Os evolucionistas veem a inovação, sujeita a elevada
incerteza, como produto de especificidades das empresas que, por
sua vez, estão imersas no processo concorrencial, gerando
“sistemas de inovação”. Sistemas de
inovação são definidos como a rede de instituições
nos setores público e privado cujas atividades e interações
iniciam, importam, modificam e difundem novas tecnologias. O papel
do Estado nos sistemas nacionais de inovação não
se resume à criação de conhecimento a partir
da pesquisa básica, realizada em laboratórios e
universidades (o que compensaria uma falha de mercado), mas também
compreende mobilizar recursos que permitam que conhecimentos e
inovações se difundam amplamente entre os setores
da economia.
Esse papel
facilitador não é, contudo, suficiente para compreender
a importância que os investimentos públicos tiveram
para o desenvolvimento das principais inovações
tecnológicas ao longo da história. As evidências
de sucesso de estratégias de desenvolvimento lideradas
pelo Estado levam a considerar uma função mais ativa
e central das intervenções estatais no processo
de inovação. O sucesso de uma inovação
está baseado em estratégias estatais de longo prazo
e na orientação dos investimentos. A reconstituição
das trajetórias das principais inovações
tecnológicas recentes, como a Internet, nanotecnologia
e biotecnologia, mostram que o Estado tem mais predisposição
do que o setor privado em enfrentar o ambiente de incertezas radicais,
investindo nos estágios iniciais do desenvolvimento de
novas tecnologias. Por essa razão, Mazzucato confere ao
Estado um papel empreendedor.
O caso dos
EUA ilustra o empreendedorismo estatal, uma vez que seu Estado,
segundo a autora, tem se comprometido massivamente com a redução
de incertezas, assumindo riscos para induzir a inovação.

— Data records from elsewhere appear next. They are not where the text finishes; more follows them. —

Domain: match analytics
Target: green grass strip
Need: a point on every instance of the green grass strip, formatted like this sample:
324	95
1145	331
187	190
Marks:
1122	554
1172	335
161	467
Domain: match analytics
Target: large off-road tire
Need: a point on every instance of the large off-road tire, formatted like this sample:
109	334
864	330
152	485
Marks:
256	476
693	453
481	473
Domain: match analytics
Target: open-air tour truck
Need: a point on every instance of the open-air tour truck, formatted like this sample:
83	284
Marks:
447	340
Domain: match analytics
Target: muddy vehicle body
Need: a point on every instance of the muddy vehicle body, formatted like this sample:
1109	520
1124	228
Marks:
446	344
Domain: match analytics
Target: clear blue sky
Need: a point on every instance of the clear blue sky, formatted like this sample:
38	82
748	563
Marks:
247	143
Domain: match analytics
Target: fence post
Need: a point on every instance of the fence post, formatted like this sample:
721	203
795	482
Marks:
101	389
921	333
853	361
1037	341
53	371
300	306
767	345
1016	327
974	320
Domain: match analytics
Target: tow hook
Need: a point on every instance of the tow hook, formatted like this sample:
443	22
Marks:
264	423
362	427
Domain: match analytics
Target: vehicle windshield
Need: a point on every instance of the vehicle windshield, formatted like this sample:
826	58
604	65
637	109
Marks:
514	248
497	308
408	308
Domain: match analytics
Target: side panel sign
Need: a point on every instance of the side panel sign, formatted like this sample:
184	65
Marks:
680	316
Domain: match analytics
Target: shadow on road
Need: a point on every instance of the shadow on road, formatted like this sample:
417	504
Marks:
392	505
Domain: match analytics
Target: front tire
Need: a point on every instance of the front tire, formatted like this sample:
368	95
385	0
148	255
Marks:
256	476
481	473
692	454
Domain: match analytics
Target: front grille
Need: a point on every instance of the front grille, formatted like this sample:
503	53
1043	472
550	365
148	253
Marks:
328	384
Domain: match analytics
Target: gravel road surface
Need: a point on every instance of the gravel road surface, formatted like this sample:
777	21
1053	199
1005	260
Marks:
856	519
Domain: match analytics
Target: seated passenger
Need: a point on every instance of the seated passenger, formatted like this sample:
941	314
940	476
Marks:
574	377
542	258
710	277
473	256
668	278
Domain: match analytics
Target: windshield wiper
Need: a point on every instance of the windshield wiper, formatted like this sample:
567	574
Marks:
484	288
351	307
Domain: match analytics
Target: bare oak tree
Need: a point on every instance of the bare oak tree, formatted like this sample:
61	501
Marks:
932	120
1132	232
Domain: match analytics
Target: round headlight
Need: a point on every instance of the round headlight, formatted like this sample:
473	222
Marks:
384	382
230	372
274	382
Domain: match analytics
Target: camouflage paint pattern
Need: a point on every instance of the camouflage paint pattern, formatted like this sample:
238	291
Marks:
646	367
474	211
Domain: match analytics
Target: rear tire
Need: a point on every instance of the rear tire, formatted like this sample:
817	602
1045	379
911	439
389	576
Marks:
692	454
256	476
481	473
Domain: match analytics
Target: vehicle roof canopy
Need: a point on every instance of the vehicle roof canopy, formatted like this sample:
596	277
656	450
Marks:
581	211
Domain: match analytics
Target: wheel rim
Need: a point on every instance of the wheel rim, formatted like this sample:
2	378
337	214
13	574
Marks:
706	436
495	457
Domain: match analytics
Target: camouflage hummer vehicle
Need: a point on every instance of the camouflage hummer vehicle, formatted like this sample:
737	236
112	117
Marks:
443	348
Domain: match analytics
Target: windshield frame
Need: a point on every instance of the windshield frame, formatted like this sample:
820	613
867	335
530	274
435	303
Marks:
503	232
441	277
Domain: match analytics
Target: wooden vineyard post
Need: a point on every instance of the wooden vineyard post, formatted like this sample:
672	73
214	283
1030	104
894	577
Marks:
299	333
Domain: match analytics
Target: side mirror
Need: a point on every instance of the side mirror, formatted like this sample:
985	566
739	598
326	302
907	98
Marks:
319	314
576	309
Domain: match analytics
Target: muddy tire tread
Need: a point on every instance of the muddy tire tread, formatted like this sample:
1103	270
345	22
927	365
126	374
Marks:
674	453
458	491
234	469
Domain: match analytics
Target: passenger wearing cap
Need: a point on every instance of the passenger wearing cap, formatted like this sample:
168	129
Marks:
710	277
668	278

O governo federal dos EUA configura-se como o principal player
do sistema americano de inovação, não apenas
fornecendo subsídios de longo prazo a determinadas empresas
(nesse sentido, de alguma forma facilitando o surgimento de campeões
nacionais), mas também funcionando como o principal gerador
e disseminador de conhecimentos. Por meio de várias agências
e laboratórios públicos, faz uso de encomendas e
compras governamentais, bem como de seu poder regulatório,
para moldar mercados e dirigir o avanço tecnológico.
Se o papel
empreendedor do Estado foi tão importante para garantir
a dianteira da revolução das tecnologias de informação
e comunicação aos EUA, restrições
contemporâneas a esse papel estão na origem do relativo
atraso americano no desenvolvimento de tecnologias limpas, responsáveis
pela “revolução verde” da indústria.
Países como Alemanha e, mais recentemente, a China têm
demonstrado um comprometimento maior com o avanço dessas
tecnologias. Entretanto, outros, como o Reino Unido, estão
em situação ainda pior do que os EUA, ao rejeitar
o papel empreendedor do Estado.
Em parte,
as dificuldades atuais em fazer do Estado um agente empreendedor,
de forma a impulsionar a inovação e o crescimento
econômico, deve-se à disseminação de
uma ideologia que caracteriza o Estado como burocrático,
inerte e ineficiente; cujas intervenções no sistema
econômico seriam responsáveis por bloquear o livre
mercado, inibindo o espírito empreendedor dos empresários
e a introdução de inovações tecnológicas
e comprometendo, assim, o crescimento econômico. Seria visto,
então, como inimigo dos empresários. Essa ideologia,
que o livro de Mariana Mazzucato busca combater, além de
carecer de fundamentação histórica, funciona
como instrumento de cristalização de desigualdades
sociais. Segundo a autora, a distorção da relação
risco-retorno que caracteriza o processo de inovação
está na base do aumento da desigualdade social depois dos
anos 1980.
Se em finanças
é amplamente aceita a ideia de que maiores riscos vêm
acompanhados de maiores retornos, isso não é, contudo,
verdade no caso da inovação. É o Estado empreendedor
quem enfrenta a incerteza radical própria das primeiras
etapas do surgimento de uma nova tecnologia – isto é,
os riscos do processo de inovação são amplamente
socializados. Já o retorno é, na sua maior parte,
capturado pelo setor privado, ao investir em etapas posteriores
do processo de inovação, quando os riscos já
são identificáveis e gerenciáveis.
Isso ocorre
porque o processo de inovação tem caráter
fortemente cumulativo. Dependendo de quando um agente específico
entra na cadeia de inovação, ele é capaz
não apenas de se apropriar de retornos compatíveis
com sua contribuição (isto é, a parcela de
riscos que assumiu), mas de toda a área sob a curva cumulativa
de inovação. Assim, à medida que o setor
privado participa do processo de inovação em etapas
mais próximas do lançamento no mercado de produtos
finais ou de abertura de capital nos mercados financeiros (no
caso do venture capital), ele é capaz de capturar
retornos desproporcionais aos riscos por ele assumidos.
As condições
de a sociedade obter retornos indiretos, como o aumento do emprego
e a geração de receitas fiscais para o Estado, tem
sido, em muito, dificultadas pela globalização financeira.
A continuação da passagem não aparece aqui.